Being the best partner — 04 November 2013
Compassion makes the heart grow fonder

Being compassionate is probably the most important practice in keeping a relationship healthy and thriving. When both mates are empathic and compassionate their union is destined to be secure and satisfying.

Empathy is defined as: “The ability to mutually experience the thoughts, emotions, and direct experiences of others.” Compassion is defined as: “A sympathetic emotion created by the misfortune of another, accompanied by the desire to help.”

Empathy, probably the most intimate emotion in human connection, differs from love since its pure transmission of profound caring is untainted by expectations of reciprocity. Giving and receiving empathy is a bonding and healing experience that deeply enriches those who share it.

Mark H. Davis of the University of Texas, who studied empathy writes, “A fully ‘empathic’ response depends not only on the respondent’s cognitive/intellectual ability to recognize the emotion, but also upon his emotional reaction to the stimulus.”

In “The Science of Evil: on Empathy and Cruelty” Simon Baron Cohen describes the complexity of “the empathy circuit” as “requiring the interaction between ten or more parts of the brain to produce the experience of empathy.”

When one receives empathy, he/she is able to feel understood and comforted, even when few words are used. Yet, when one fully empathizes with a disempowered mate, he/she may absorb the sufferer’s helplessness and lose the effectiveness of being helpful. Compassion, on the other hand, allows the mate to be empathic while maintaining his/her wisdom and creativity in accessing alternatives for alleviating the mate’s suffering.

Sensing that the partner empathizes and can stay sufficiently separate to be protective is akin to the safety and security that infants feel in the presence of their loving parents.

One of the deepest fears of humans is being alone during times of emotional or physical distress.

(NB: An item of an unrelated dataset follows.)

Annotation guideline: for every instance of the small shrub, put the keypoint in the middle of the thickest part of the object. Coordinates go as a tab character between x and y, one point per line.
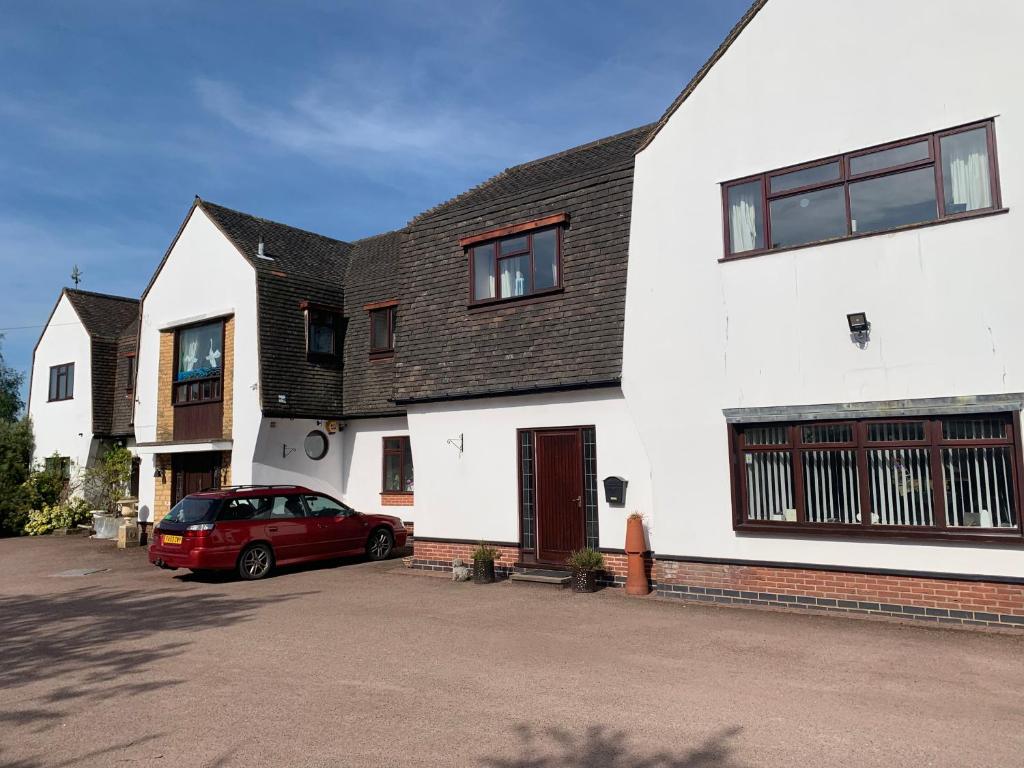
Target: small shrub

The mere presence of another caring individual is bracing and hope-instilling enough to enable one to find the courage and strength to move toward self-protection and healing.

Pairs who regularly exhibit positive intent about what matters to the spouse feel bonded and safe. Conversely, those whose disagreements produce accusations, shaming or belittling often feel misunderstood, abandoned, unsupported as they withdraw from their union for safety and self-preservation. A pattern of isolation and hurt damages the connection between partners and shatters the foundations of their presumed supportive union.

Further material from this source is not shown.